In deze uitspraak van de voorzieningenrechter van de Rechtbank Den Haag op 17 mei 2024, wordt een verzoek om een voorlopige voorziening afgewezen. Verzoekers, die een visum kort verblijf hadden aangevraagd om de geboorte van het tweede kind van hun neef bij te wonen, kregen op 12 april 2024 te horen dat hun aanvragen waren afgewezen door de staatssecretaris. De verzoekers maakten bezwaar en vroegen de voorzieningenrechter om hen te beschouwen als in het bezit van een visum, zodat zij de ceremonies konden bijwonen. De voorzieningenrechter oordeelt dat er geen sprake is van een zwaarwegend spoedeisend belang, omdat de verzoekers niet voldoende hebben aangetoond dat hun verblijf in Nederland noodzakelijk is. De voorzieningenrechter wijst erop dat de aanvragen pas enkele weken voor de gewenste verblijfsperiode zijn ingediend, wat voor risico's voor de verzoekers komt. De voorzieningenrechter concludeert dat de omstandigheden die door verzoekers zijn aangevoerd niet leiden tot de conclusie dat er sprake is van een zwaarwegend spoedeisend belang. De primaire besluiten zijn niet evident onrechtmatig en de verzoeken worden afgewezen. De uitspraak is openbaar gemaakt op 17 juni 2024.

Uitspraak

uitspraak

RECHTBANK DEN HAAG

Bestuursrecht
zaaknummers: NL24.19005 en NL24.19006

uitspraak van de voorzieningenrechter in de zaken tussen

[verzoeker 1] en [verzoeker 2], verzoekers V-nummers: [v-nummer 1] en [v-nummer 2]
(gemachtigde: mr. K.J. Kerdel), en
de minister van Buitenlandse zaken, verweerder (gemachtigde: mr. Y. Verheugd).

Inleiding

1. In deze uitspraak beslist de voorzieningenrechter op de verzoeken om een voorlopige voorziening van verzoekers.
1.1.
Verzoekers hebben op 28 maart 2024 een aanvraag ingediend voor een visum kort verblijf om hun neef dhr. [referent] (referent) en zijn gezin te bezoeken. Met het primaire besluit van 12 april 2024 heeft de staatssecretaris hun aanvragen afgewezen.
1.2.
Verzoekers hebben hiertegen bezwaar gemaakt en de voorzieningenrechter verzocht een voorlopige voorziening te treffen inhoudende dat zij worden beschouwd als ware zij in het bezit zijn van een visum voor kort verblijf, zodat zij de geboorte van het tweede kind van referent en de daarbij horende ceremonies kunnen bijwonen.
1.3.
Verweerder heeft op 15 mei 2024 een verweerschrift ingediend.
1.4.
Verzoekers hebben op 16 mei 2024 gereageerd op het verweerschrift.
1.5.
Verweerder heeft op 17 mei 2024 een nadere reactie ingediend.
1.6.
De voorzieningenrechter doet op grond van artikel 8:83, derde lid, van de Algemene wet bestuursrecht uitspraak zonder zitting. De uitspraak is op 17 mei 2024 telefonisch aan partijen bekendgemaakt.

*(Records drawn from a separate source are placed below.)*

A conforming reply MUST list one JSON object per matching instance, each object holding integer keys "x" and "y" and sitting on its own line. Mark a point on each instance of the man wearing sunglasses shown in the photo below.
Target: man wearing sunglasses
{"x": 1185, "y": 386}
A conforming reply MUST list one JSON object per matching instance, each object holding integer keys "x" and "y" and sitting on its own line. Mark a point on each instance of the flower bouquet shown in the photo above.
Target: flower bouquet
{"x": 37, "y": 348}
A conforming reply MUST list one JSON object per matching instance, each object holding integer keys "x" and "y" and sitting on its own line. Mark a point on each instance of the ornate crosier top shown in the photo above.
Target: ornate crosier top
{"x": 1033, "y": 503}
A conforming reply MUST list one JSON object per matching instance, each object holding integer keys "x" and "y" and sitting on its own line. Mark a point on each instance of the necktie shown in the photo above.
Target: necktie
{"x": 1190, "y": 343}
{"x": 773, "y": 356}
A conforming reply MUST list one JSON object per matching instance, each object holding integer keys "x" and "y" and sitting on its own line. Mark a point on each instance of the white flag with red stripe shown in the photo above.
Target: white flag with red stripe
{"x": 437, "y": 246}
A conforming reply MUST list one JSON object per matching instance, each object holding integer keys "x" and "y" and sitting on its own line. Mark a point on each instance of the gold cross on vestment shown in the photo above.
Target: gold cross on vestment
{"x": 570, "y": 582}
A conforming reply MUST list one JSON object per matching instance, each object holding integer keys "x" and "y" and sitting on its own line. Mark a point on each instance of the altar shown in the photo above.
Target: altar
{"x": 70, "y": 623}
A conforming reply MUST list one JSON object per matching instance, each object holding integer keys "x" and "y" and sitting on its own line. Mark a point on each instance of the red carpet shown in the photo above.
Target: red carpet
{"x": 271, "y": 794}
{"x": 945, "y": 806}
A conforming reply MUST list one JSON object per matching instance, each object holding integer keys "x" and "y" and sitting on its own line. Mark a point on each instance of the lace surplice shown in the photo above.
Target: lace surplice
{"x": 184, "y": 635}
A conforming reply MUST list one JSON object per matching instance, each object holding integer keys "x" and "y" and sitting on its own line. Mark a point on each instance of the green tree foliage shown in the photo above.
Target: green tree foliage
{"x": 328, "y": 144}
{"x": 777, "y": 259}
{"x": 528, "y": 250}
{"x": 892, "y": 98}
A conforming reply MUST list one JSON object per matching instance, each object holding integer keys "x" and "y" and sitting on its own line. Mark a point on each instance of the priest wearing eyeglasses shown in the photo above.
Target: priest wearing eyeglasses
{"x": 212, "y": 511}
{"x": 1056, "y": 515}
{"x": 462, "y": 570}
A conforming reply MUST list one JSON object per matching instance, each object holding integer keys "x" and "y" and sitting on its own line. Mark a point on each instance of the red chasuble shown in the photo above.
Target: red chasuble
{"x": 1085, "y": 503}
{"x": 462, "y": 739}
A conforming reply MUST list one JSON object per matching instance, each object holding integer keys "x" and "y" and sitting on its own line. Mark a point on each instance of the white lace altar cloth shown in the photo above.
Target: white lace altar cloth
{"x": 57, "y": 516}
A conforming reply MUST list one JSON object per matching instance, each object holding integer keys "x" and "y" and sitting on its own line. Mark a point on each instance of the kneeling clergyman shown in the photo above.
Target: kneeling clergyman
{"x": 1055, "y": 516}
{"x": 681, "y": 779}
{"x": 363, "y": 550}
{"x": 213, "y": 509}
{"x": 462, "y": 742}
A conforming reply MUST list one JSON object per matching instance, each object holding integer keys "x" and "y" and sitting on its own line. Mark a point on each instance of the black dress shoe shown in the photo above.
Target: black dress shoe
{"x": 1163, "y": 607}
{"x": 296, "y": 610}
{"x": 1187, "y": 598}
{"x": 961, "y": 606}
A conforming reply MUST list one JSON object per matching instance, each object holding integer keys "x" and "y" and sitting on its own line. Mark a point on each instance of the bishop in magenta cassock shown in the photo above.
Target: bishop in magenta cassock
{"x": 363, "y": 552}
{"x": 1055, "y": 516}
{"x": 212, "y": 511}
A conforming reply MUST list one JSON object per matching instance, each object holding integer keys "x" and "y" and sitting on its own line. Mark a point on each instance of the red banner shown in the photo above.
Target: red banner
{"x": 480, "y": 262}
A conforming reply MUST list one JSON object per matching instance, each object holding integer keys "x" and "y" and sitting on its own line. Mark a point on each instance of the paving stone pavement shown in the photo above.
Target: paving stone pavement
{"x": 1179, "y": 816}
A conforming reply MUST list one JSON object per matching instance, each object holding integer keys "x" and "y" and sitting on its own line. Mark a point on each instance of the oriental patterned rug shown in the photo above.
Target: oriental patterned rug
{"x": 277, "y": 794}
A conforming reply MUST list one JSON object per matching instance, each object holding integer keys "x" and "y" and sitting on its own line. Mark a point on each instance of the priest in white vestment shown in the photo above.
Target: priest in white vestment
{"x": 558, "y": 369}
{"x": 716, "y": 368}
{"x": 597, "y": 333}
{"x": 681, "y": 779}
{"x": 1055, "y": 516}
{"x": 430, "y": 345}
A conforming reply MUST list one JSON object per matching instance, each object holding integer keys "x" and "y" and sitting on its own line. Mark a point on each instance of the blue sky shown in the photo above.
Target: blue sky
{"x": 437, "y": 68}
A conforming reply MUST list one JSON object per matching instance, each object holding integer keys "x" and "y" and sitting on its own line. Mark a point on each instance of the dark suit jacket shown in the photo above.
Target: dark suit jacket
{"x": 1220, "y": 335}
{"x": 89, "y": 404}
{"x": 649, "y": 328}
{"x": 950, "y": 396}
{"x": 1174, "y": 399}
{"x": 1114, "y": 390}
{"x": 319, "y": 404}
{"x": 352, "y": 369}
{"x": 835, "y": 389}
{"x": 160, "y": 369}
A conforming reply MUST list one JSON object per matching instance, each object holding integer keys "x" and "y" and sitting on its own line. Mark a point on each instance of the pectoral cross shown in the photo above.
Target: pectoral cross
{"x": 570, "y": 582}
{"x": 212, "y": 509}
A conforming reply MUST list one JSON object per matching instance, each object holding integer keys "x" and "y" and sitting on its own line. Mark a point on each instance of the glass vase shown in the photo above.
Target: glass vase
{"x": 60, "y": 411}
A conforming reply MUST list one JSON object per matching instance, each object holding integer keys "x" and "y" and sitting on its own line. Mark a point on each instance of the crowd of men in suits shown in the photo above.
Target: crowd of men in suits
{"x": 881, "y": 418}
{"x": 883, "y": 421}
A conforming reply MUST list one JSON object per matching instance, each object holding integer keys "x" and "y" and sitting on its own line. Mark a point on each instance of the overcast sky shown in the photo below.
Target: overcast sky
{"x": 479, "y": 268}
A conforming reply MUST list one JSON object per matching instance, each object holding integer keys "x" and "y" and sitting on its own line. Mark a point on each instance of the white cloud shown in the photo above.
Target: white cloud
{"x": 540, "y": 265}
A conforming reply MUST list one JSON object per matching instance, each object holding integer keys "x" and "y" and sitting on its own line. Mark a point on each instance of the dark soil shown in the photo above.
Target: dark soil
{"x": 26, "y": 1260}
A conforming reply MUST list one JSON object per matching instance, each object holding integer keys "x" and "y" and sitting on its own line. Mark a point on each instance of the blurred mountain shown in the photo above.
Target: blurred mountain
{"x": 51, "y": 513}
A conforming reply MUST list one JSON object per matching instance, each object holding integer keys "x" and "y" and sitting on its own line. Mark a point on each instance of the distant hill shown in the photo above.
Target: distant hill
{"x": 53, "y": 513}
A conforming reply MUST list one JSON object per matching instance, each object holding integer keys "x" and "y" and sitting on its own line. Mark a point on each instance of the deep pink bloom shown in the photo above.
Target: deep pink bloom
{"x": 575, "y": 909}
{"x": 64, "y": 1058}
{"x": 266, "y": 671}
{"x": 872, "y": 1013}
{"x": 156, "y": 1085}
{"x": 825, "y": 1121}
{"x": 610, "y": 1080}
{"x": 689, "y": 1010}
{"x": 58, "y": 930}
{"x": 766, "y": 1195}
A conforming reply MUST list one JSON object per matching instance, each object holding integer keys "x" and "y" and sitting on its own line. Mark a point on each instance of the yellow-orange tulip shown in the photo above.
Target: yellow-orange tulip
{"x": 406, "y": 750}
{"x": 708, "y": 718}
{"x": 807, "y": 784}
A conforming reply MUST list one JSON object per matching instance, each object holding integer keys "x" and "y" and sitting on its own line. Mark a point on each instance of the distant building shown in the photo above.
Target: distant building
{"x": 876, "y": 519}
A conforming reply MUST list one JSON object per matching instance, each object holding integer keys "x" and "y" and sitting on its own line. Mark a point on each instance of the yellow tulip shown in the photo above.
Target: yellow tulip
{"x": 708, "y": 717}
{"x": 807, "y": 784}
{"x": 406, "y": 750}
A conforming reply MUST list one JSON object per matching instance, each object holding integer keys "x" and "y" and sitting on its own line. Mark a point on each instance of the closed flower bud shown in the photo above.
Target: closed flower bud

Beoordeling door de voorzieningenrechter

2. De voorzieningenrechter wijst het verzoek af. Hierna legt de voorzieningenrechter uit hoe hij tot dit oordeel komt en welke gevolgen dit oordeel heeft. Het oordeel van de voorzieningenrechter heeft een voorlopig karakter en bindt de rechtbank in een (eventueel) bodemgeding niet.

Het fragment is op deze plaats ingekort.